I'm self-learning Real Analysis using Real Analysis of Folland, and I got stuck on this problem.
Let $(X, \mathcal{M}, \mu)$ be a measure space with $\mu(X) < \infty$, and let $(X, \overline{\mathcal{M}}, \overline{\mu})$ be its completion. Suppose $f: X \rightarrow \mathbb{R}$ is bounded. Prove that $f$ is $\overline{\mathcal{M}}$-measurable iff there exist sequences $\{\phi_n\}$ and $\{\omega_n\}$ of $\mathcal{M}$-measurable simple functions such that $\phi_n\ \le f \le \omega_n$ and $\int(\omega_n - \phi_n)d \mu < n^{-1}$. In this case, $\lim{\int \phi_n d\mu} = \lim{\int \omega_n d\mu} = \int{fd\overline{\mu}}$
I thought about those functions which uses in Rienmann integral, but this problem only relates to Lebesgue integral, so I don't think they can help. Can anyone help me or give me some clue so I can solve this problem? Thanks so much your help. I really appreciate.

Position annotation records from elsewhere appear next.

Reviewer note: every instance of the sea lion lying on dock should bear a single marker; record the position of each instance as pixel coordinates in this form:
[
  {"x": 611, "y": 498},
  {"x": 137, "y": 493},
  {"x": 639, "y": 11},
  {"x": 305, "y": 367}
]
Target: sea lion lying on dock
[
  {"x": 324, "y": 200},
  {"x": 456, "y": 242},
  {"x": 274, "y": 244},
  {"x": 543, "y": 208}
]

Here's a proof of the converse without assuming that $\phi_n, \psi_n$ are simple.
Let $\phi_n, \psi_n$ be $\mathcal{M}$-measurable functions such that $\phi_n \leq f \leq \psi_n$ and $0 \leq \int \psi_n - \phi_n \,d\mu < n^{-1}$.
Then $$\lim \int \psi_n - \phi_n \,d\mu = 0$$ By Fatou's lemma, $$0 \leq \int \liminf \, (\psi_n - \phi_n) \,d\mu \leq \lim \int \psi_n - \phi_n \,d\mu = 0 $$ which implies that $\liminf \, (\psi_n - \phi_n) = 0$ $\mu$-a.e.

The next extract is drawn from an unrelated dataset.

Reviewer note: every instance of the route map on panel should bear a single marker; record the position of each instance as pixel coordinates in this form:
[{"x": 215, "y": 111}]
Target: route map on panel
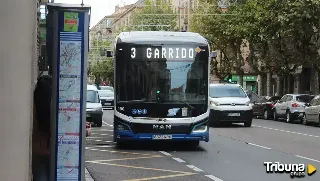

For $\mu$-a.e., $$0 = \liminf \, (\psi_n - \phi_n) \geq \liminf \, \psi_n - \limsup \phi_n$$ From $\phi_n \leq f \leq \psi_n$, we get $$\limsup \, \phi_n \leq f \leq \liminf \, \psi_n \leq \limsup \, \phi_n$$ and so $f = \limsup \, \phi_n$ $\mu$-a.e.
Since $\limsup \, \phi_n$ is $\overline{\mathcal{M}}$-measurable and $f = \limsup \, \phi_n$ for $\overline{\mu}$-a.e., we conclude that $f$ is also $\overline{\mathcal{M}}$-measurable.